Human papillomavirus (HPV) is well known to be associated with cervical and tonsillar cancer. In a recent review of 53 studies from all over the world, the mean incidence of HPV in lung cancer tumor tissue was reported to be 24.5%. Asians with lung cancer have a higher mean incidence of HPV in tumor tissue (36%) than patients with lung cancer from Europe (17%) and United States (15%). HPV 16/18 expression was detected by nested polymerase chain reaction (PCR) in 77 of 141 lung cancer tumor samples from Taiwan. The detection rate was significantly higher in never-smokers with lung cancer than in tobacco smokers with lung cancer; for HPV 16 it was 48.7% vs 29% and for HPV 18 it was 57.3% vs 20.6%, respectively (P < .001). Subsequent studies from China fail to confirm the higher prevalence of HPV in never-smokers.[21,22] At the present time, an association between HPV and never-smokers with lung cancer remains unproven.
Never-smokers with lung cancer are more likely to be women than men. Estrogen receptors ER-alpha and ER-beta are expressed in both normal and cancerous lung tissue.[23,24] Activation of these receptors by estrogen has been shown to promote proliferation of both normal and tumor cells. Metabolic products of estrogen may cause DNA damage by forming DNA adducts, thereby promoting carcinogenesis.

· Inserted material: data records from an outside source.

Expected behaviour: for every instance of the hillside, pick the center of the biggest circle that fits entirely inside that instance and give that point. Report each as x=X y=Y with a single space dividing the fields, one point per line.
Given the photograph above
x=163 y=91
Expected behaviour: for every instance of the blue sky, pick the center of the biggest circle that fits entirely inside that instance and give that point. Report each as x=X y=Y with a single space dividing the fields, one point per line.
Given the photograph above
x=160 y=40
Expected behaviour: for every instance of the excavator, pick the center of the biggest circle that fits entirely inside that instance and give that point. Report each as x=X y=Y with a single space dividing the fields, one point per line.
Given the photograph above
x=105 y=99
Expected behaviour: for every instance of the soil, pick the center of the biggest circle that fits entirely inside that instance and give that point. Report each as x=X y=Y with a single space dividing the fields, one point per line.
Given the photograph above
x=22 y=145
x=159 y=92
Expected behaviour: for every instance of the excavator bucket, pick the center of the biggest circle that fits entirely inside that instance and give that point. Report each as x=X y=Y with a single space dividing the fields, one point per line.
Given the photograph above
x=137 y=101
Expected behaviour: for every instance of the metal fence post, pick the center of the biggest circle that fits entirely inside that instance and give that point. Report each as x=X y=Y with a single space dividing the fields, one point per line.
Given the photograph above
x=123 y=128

Epidemiologic studies have examined the role of estrogen as a risk factor for lung cancer. In a case-control study with 180 women with lung cancer and 303 controls from the United States, estrogen replacement therapy (ERT) was associated with increased risk for lung adenocarcinoma in smokers (odds ratio = 32.4; 95% CI = 15.9–665.3) but not in never-smokers (odds ratio = 1.0; 95% CI = 0.3–3.8). However, other studies have reported no association between ERT and lung cancer (reviewed in reference 10). At present, there is no definitive evidence linking estrogen with increased risk for lung cancer. However, the role of sex hormones requires further investigation since never-smokers with lung cancer are more likely to be women than men.